Que se reverta a
corrida armamentista nuclear
Pedro J. Bondaczuk
Os criadores das armas nucleares tinham em mente, quando
da elaboração de tão poderoso instrumento de morte e de destruição (e,
portanto, de poder), que elas jamais viessem a ser usadas mais do que uma vez
contra aglomerações humanas. Que os efeitos terribilíssimos da primeira bomba,
lançada sobre uma cidade inimiga qualquer, fariam com que o adversário
percebesse que não tinha chances de lutar contra algo tão poderoso. Ou seja,
contra as próprias forças que geram todo o potencial de energia das estrelas.
Aquele a quem coube tomar essa decisão, contudo, não
se satisfez com um único uso prático da arma das armas. Com isso, Nagasaki,
pequena cidade japonesa, acabou se tornando a segunda povoação escolhida
(aleatoriamente) para, ao lado de Hiroshima (a primeira), conhecer os horrores
do inferno. Foi designada para servir, ao lado da irmã, de cobaia, de exemplo,
de aviso de que as guerras jamais voltariam a ser iguais às que foram travadas
antes desses dramáticos acontecimentos. Os otimistas chegaram a acreditar, até,
que nunca mais os povos iriam se guerrear.
No entanto, os cientistas que desenvolveram as armas
nucleares pensavam, apenas, em “qualidade”. Julgavam, por outro lado, que o
medo era o sentimento mais forte que movia o ser humano, superior a todas as
outras paixões, como ódio, ambição, etc. Enganaram-se, obviamente.
Formou-se todo um complexo industrial para produzir
esses monstruosos artefatos. Rios de dinheiro passaram a ser investidos na
produção de bombas cada vez mais sofisticadas, mais destrutivas, mais à prova
de qualquer tipo de defesa. Esses investimentos, frise-se, foram feitos com
recursos desviados da melhoria de vida de bilhões de pessoas.

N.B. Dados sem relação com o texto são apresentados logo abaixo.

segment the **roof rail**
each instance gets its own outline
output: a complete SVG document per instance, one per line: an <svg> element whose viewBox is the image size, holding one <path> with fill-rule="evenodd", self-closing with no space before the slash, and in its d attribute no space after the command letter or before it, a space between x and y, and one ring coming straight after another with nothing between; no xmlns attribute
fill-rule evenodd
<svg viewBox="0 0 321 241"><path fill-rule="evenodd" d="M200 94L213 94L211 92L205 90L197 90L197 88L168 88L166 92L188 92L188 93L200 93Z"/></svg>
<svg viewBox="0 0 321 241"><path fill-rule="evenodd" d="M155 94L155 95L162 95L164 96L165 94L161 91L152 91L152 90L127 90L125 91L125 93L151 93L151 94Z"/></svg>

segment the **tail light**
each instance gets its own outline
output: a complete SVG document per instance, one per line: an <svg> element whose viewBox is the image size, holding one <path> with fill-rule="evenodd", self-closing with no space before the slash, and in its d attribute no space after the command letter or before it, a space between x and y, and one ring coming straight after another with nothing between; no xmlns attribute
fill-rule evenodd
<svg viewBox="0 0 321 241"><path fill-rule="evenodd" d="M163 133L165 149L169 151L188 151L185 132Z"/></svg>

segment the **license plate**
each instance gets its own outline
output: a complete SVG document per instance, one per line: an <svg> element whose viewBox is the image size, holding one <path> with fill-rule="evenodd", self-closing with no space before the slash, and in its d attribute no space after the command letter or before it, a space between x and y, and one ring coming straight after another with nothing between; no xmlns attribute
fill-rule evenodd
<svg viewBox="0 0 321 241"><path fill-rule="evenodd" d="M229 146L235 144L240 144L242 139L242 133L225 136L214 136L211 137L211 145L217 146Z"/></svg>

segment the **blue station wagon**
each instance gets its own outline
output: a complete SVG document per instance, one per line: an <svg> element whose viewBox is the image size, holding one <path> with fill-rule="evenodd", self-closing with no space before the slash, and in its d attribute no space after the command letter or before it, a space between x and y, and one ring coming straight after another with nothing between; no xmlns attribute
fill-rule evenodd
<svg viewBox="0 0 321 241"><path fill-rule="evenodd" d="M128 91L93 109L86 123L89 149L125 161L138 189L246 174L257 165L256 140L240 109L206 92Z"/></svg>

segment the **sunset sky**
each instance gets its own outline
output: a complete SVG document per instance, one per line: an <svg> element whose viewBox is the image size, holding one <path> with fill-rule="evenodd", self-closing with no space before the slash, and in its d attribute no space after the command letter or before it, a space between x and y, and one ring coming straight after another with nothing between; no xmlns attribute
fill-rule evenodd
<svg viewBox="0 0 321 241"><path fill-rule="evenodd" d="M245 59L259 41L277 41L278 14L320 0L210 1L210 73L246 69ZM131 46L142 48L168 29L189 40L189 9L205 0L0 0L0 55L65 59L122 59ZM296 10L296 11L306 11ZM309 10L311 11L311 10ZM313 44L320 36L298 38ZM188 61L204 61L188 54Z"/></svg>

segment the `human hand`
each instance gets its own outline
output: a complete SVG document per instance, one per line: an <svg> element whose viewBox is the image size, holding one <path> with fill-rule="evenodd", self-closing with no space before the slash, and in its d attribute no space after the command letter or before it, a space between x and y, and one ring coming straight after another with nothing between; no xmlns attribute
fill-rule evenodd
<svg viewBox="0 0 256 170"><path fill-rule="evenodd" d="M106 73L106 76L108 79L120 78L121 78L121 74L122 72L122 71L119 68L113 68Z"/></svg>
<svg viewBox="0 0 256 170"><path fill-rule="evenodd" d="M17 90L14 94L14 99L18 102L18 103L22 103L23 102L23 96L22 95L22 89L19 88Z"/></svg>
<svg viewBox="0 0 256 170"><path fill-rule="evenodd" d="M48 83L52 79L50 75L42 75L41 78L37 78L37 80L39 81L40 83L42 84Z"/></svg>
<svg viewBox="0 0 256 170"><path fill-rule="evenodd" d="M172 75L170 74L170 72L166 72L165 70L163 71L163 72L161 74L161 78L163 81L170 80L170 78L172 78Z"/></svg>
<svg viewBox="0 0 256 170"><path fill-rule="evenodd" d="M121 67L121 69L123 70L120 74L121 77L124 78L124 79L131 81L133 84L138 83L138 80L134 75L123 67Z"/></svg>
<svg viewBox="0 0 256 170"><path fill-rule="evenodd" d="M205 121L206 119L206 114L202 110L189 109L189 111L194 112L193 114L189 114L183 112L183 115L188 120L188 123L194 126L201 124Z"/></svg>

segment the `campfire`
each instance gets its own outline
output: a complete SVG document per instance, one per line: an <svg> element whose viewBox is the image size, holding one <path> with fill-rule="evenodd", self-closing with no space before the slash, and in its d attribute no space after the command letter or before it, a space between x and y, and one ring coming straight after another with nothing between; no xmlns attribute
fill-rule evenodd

À “qualidade”, por outro lado, aliou-se a
quantidade. E quando os povos do mundo se deram conta do que estava
acontecendo, os detentores da tecnologia nuclear, os que abriram essa diabólica
caixa de Pandora que continha todos os males da Terra, perceberam que haviam
ido longe demais.
De apenas um instrumento de intimidação, para inibir
o ânimo guerreiro de qualquer ditador ou qualquer comunidade nacional,
concluíram, estupefatos, em determinado momento, que detinham o poder de
destruir uma centena de planetas do porte do nosso! E, pior, que não sabiam
como deter as engrenagens dessa diabólica máquina produtiva, que a cada dia
despejava, nos arsenais das superpotências, dezenas e mais dezenas de novas
bombas nucleares, cada vez mais potentes, letais e arrasadoras.
Pode ser que o dia de ontem tenha, afinal, sido o
salvador lampejo de lucidez para a humanidade. É possível que tenha chegado o
momento da virada, da mudança de rumo, da inversão do processo. É uma
possibilidade, posto que remota.
Pela primeira vez, dois inimigos potenciais (Ronald
Reagan e Mikhail Gorbachev) deixaram sua cordilheira de diferenças de lado e
concordaram em assinar um pacto, não somente limitando a fabricação de novos
mísseis nucleares, mas destruindo um naipe completo dos já existentes em seus
respectivos arsenais.
Foi um passo pequeno, é verdade, diante da magnitude
do problema. E nem é seguro de que virá a ser acompanhado por outras ações do
gênero, mais decisivas e ousadas. Mas esse tratado é simbólico. Desperta a
esperança de que o homem, afinal, tenha se convencido de que é possível uma
convivência pacífica (e até harmônica) entre sistemas tão opostos, tanto em
práticas quanto em objetivos, como são o comunismo e o capitalismo.
Oxalá se possa caminhar tão rápido, em sentido
inverso (o da destruição da totalidade das armas nucleares) como se andou na
direção da sua massiva fabricação.
(Artigo publicado na página 10, Internacional, do
Correio Popular, em 9 de dezembro de 1987).